Introduction
Key elements of the visualization process
5. Data
Environment - the R Language

Instruction

Without data there is nothing to visualize. Data is the most important part of any chart. In this course, you will not learn how to make beautiful but useless charts. We're not looking to nicely decorate reports; we want to create charts that effectively present data. We want this presentation to be done in a visually appealing way, but the main goal is to illustrate the data for analysis and decision-making purposes.

So, the first step in the data visualization process is a detailed examination of the data. This really is a crucial element. Many decisions we make will depend on the data we have: for example, data type will determine the type of the chart which we choose.

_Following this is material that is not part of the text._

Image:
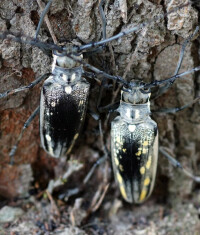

In our course, we will always focus on data in the "Know your data" section. This will come first (aside from a brief introduction in some chapters). We will always use this section to examine the data and identify our variables. In fact, correctly identifying variables is essential to creating accurate visualizations.

Data - variables

What are variables? Variables are another name for the data going into our visualizations. Specifically, variables are described as "data items", or anything that can be measured, counted, or categorized. Some examples of variables include ages, countries, income levels, and fruits.

What are values? All variables are made up of values. These values are the individual data points in our dataset. For example:

  • Age values include 1 month old, 1 year old, and 100 years old.
  • Country values include Poland, Canada, India, and China.
  • Income level values include poor, middle class, wealthy, and very wealthy.
  • Fruit values include apples, cherries, peaches, and figs.